Executive Summary

Corporate entities in Hyderabad, India, are being targeted by a sophisticated and highly effective cyber fraud campaign that leverages WhatsApp Web to impersonate senior executives. The Hyderabad Police have issued a warning after several companies were duped out of large sums of money. The attack is a multi-stage process that combines phishing, malware, and social engineering. Attackers first gain remote access to a corporate computer via a malicious email link. They then lay dormant, waiting to hijack an active WhatsApp Web session belonging to a high-level executive. Using the executive's legitimate account, they send urgent payment instructions to the finance department, creating a sense of urgency to bypass normal verification procedures. This scheme's success lies in its use of a trusted communication channel to execute a classic business email compromise (BEC) style fraud.

Threat Overview

The attack follows a clear and patient methodology:

1. Phishing: The attack begins with a phishing email sent to a corporate email address. An employee clicking a malicious link downloads and installs malware.
2. Malware Deployment: The malware provides the attackers with complete remote access to the compromised computer.
3. Dormant Phase & Reconnaissance: The attackers wait patiently, monitoring the user's activity. Their target is an active WhatsApp Web session, particularly one belonging to a CEO, CFO, or other senior executive with financial authority.
4. Session Hijacking: Once an executive's WhatsApp Web is active on the compromised machine, the attackers take control of the session. They now have the ability to send and receive messages as that executive.
5. Impersonation & Social Engineering: The attacker, posing as the executive, sends an urgent message to an employee in the finance or accounting department. They typically invent a scenario requiring an immediate, large fund transfer (e.g., 'closing a secret deal').
6. Bypassing Verification: To prevent the fraud from being discovered, the attacker uses social engineering, claiming to be in a critical meeting and unable to take a phone call for verification. This pressure, combined with the apparent legitimacy of the request coming from the CEO's real WhatsApp account, often leads the employee to comply.
7. Financial Loss: The employee transfers the funds to a bank account controlled by the fraudsters, resulting in significant financial loss for the company.

Technical Analysis

This attack is a masterful blend of technical compromise and psychological manipulation.

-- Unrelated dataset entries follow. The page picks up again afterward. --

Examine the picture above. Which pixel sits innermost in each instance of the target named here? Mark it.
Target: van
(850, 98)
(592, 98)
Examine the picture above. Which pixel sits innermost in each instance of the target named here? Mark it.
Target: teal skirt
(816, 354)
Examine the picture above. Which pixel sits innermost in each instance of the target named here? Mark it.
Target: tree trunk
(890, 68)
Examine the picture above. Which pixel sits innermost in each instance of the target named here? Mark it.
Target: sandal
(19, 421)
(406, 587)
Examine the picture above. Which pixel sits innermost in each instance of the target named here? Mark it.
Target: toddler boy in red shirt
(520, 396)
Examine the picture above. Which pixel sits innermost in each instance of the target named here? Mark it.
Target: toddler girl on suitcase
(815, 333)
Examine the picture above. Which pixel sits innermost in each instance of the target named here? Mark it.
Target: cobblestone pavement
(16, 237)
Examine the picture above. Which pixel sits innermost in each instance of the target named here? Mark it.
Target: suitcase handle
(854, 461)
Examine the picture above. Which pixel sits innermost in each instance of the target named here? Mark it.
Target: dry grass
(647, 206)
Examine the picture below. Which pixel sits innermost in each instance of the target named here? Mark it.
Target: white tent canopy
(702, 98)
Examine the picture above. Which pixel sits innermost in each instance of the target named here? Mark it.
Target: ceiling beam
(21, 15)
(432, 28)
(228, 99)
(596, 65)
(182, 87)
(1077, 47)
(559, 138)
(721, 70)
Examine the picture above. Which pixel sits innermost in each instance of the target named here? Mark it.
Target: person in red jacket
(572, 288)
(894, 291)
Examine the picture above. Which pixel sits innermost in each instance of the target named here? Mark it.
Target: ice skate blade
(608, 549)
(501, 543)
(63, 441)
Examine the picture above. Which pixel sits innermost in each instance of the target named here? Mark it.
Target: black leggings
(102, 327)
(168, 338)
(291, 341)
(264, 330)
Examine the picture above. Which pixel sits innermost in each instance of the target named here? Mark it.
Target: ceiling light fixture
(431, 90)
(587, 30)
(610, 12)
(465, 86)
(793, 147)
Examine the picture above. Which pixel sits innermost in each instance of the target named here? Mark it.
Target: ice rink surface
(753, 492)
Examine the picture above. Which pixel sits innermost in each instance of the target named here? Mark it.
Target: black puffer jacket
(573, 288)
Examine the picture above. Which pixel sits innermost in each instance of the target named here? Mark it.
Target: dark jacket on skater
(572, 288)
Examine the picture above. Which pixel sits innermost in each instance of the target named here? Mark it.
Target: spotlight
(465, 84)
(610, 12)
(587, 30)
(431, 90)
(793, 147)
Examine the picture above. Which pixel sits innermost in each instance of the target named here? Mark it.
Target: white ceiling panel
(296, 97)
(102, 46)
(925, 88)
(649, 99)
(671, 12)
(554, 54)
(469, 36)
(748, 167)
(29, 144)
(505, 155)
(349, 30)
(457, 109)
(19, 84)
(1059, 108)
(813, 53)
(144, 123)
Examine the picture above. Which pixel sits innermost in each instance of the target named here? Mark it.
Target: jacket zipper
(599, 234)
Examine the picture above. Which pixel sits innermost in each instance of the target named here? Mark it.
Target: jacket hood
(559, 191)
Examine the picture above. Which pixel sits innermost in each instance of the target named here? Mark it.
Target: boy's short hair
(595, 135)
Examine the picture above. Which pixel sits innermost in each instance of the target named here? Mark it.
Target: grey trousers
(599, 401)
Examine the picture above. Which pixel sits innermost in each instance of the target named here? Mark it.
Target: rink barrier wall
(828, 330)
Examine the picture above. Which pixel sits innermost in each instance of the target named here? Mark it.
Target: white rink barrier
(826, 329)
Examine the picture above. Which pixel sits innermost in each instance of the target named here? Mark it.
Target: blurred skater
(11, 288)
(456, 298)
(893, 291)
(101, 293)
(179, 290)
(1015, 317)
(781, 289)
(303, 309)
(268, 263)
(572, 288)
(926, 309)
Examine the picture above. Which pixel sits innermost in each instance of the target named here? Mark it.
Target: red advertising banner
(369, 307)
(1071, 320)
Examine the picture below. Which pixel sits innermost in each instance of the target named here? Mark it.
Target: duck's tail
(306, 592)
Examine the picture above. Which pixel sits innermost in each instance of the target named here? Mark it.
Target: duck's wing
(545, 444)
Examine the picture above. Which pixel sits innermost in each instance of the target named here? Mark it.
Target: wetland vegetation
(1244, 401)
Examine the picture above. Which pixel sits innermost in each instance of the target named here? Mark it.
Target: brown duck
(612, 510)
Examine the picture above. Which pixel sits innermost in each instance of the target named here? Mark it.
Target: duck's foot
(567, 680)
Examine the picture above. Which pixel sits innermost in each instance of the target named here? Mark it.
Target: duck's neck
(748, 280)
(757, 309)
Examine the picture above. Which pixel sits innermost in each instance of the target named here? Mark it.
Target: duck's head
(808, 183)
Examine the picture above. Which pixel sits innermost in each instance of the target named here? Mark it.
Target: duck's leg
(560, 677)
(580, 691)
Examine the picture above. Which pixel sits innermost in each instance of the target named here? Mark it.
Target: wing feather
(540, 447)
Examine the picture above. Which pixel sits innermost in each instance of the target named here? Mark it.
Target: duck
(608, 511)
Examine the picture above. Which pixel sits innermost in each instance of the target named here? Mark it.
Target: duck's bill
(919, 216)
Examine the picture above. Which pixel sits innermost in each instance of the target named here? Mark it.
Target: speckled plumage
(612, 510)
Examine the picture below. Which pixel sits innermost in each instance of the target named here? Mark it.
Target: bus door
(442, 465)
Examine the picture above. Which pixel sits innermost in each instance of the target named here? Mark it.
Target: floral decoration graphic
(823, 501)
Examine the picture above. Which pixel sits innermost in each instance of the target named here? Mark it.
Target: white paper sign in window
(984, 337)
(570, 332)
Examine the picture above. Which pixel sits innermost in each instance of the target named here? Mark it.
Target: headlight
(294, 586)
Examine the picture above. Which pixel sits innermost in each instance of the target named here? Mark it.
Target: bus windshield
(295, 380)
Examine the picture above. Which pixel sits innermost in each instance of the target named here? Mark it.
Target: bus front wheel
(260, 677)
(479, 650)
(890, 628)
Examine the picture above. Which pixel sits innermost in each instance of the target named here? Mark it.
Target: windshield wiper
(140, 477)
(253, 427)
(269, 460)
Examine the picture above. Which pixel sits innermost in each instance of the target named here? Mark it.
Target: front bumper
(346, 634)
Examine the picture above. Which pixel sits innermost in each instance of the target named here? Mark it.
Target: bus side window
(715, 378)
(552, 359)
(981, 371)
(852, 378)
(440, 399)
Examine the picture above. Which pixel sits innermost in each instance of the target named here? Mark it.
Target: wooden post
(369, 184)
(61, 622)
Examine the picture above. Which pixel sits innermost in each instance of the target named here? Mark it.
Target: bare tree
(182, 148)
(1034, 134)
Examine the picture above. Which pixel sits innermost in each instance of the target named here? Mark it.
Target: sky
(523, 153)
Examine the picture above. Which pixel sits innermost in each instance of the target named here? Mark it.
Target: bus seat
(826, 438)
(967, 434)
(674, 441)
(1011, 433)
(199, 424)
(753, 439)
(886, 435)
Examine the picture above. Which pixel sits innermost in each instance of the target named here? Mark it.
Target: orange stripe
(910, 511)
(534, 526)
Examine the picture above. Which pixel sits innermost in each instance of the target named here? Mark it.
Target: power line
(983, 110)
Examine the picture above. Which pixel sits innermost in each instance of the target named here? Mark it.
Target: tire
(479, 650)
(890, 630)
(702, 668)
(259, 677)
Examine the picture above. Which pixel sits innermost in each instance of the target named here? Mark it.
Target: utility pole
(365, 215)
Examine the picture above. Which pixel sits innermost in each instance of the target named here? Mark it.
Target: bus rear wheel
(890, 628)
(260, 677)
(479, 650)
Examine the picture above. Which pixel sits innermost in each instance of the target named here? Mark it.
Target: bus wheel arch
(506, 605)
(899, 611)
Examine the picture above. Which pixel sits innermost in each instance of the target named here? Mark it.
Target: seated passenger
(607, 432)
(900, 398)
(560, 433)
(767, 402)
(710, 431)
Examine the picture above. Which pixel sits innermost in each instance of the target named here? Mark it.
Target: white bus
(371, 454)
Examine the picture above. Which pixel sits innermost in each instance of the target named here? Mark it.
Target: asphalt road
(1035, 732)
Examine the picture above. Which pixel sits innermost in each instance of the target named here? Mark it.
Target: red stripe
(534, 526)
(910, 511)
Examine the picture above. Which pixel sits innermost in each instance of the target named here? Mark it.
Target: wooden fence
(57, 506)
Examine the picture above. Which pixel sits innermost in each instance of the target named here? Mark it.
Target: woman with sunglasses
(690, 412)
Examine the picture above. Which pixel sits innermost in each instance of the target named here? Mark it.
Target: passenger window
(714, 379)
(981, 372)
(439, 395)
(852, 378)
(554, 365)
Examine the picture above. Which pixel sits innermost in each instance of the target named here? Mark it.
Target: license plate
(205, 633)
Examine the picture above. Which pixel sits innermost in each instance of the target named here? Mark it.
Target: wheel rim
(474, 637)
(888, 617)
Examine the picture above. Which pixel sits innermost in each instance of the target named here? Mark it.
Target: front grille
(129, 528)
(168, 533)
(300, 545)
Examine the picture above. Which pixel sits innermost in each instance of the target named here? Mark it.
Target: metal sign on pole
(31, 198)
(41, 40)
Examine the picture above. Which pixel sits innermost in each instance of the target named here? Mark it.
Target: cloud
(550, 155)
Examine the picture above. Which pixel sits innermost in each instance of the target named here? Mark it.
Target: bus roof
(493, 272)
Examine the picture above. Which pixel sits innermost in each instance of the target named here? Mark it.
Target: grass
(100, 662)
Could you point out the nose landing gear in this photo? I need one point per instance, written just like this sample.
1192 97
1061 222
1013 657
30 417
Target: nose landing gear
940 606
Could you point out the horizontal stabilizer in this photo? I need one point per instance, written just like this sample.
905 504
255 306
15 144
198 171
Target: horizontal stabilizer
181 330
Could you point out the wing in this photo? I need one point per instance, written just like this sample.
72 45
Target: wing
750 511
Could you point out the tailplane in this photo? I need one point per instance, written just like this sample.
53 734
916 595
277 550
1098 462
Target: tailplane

• Initial Access: Standard phishing (T1566.002 - Spearphishing Link).
• Execution & Persistence: A Remote Access Trojan (RAT) is installed, giving the attacker a foothold (T1219 - Remote Access Software).
• Key Component - WhatsApp Web: The entire fraud hinges on the nature of WhatsApp Web, which links to a phone's session and stays active on a computer. By compromising the computer, the attackers gain access to the already-authenticated WhatsApp session.
• Social Engineering: This is a form of Business Email Compromise (BEC), but using a different, often more trusted, communication medium.

Impact Assessment

• Direct Financial Loss: Companies have reported losing crores of rupees (millions of USD) to this scam.
• Internal Trust Erosion: The incident can create suspicion and distrust within the company, as it exploits the trust between employees and senior management.
• Operational Disruption: Investigating the fraud, dealing with law enforcement, and attempting to recover funds causes significant operational disruption.

Detection & Response

• EDR: An Endpoint Detection and Response solution could detect the initial malware installation and the remote access software's activity.
• Network Monitoring: Monitoring for outbound connections to known malicious C2 servers could identify the compromised machine.
• Human Sensor: The primary detection point is the finance employee who receives the request. Training is key to turning them into a strong line of defense.

Mitigation

Mitigation requires a combination of technical controls and robust user training.

Technical Controls

• Email Security: Use advanced email security solutions to block phishing emails before they reach employee inboxes.
• Endpoint Protection: Deploy and maintain up-to-date EDR and antivirus solutions on all endpoints.
• Restrict Software: Use application control policies to prevent users from installing unauthorized software.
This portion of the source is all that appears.